Maricel Presilla, an expert on Cacao and chocolate, describes the Historia General written by Bernardino De Sagahun, a Franciscan Friar. She discusses and quotes Sagahun’s work which describes the Aztecs’ strict rules on who was allowed to drink chocolate. “Cacao’s importance can be glimpsed when Sagahun explains proverbially called ‘heart and blood’ – a treasured substance drunk by lords and distinguished persons ‘because it was worth much and there was very little of it. If one of the common people drank it, if they drank it without sanction, it would cost them their life. For this reason it was called Yollotli eztli: the price of blood and heart” (Presilla, 19). From this, it appears likely that the Aztecs had a strong hierarchy. It seems that Aztec Royals believed that this sacred drink should be exclusively in their possession. They would not allow access to chocolate for the common people, unless the latter were warriors (Coe & Coe, 98). Alike their punishments for commoners who dared to taste chocolate, the Aztecs’ beliefs on what chocolate symbolizes are more graphic.

This is the Codex Fejervary Mayer. It is an ancient pre-Columbian manuscript created by the Aztecs which portrays the cacao tree in one section of it. It is in “the direction of The Land of the Dead, associated with the color red, the color of blood” (Coe & Coe, 101).
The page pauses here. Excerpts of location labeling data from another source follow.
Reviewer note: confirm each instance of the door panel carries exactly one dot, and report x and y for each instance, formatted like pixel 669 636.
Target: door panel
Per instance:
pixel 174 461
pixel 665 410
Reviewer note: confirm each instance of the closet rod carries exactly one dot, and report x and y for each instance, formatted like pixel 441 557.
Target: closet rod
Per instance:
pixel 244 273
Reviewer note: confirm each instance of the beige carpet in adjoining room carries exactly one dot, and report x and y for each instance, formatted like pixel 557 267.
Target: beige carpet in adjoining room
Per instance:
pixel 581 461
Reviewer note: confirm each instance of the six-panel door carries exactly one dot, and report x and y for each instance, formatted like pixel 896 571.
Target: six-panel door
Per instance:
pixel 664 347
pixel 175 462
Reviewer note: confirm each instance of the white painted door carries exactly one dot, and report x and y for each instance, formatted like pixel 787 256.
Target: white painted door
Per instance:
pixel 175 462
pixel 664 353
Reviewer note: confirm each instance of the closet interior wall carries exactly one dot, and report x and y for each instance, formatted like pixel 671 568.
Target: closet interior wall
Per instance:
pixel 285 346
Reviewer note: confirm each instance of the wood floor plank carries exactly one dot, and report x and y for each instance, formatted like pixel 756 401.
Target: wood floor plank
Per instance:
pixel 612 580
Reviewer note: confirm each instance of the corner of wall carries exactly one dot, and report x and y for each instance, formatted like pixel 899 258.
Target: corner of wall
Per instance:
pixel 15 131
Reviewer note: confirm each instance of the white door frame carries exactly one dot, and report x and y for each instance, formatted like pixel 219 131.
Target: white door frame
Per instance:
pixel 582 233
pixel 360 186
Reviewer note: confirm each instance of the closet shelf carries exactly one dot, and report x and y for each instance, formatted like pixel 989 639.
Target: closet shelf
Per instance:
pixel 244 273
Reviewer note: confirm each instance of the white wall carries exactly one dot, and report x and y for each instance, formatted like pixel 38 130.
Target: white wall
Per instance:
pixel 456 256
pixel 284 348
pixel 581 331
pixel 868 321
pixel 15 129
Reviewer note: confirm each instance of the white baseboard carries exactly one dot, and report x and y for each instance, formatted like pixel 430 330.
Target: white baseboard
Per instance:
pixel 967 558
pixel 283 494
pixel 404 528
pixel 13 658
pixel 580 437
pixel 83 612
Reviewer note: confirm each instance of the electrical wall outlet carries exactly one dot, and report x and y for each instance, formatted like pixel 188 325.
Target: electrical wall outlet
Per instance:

The Cacao tree on this part of the codex can be seen on the right in between two Aztec Gods.

The Aztecs seem to have beliefs based on human sacrifices. The Aztecs’ depiction of their religious beliefs was more dismal and atrocious comparing to the Mayans’. The scene from this codex could be interpreted as a warning. Perhaps this scene represents people paying for their sins through sacrifice and confinement to the Underworld.

To conclude, the history of chocolate in Mesoamerica exposes the differences in culture and beliefs between Mayans and Aztecs.

Presilla, Maricel E. The New Taste of Chocolate: A Cultural & Natural History of Cacao with Recipes. Revised Edition. Berkley: Ten Speed Press, 2009. Print.

Coe, Sophie D. and Coe, Michael D. The True History of Chocolate. Third Edition. London: Thames and Hudson, 2013. Print.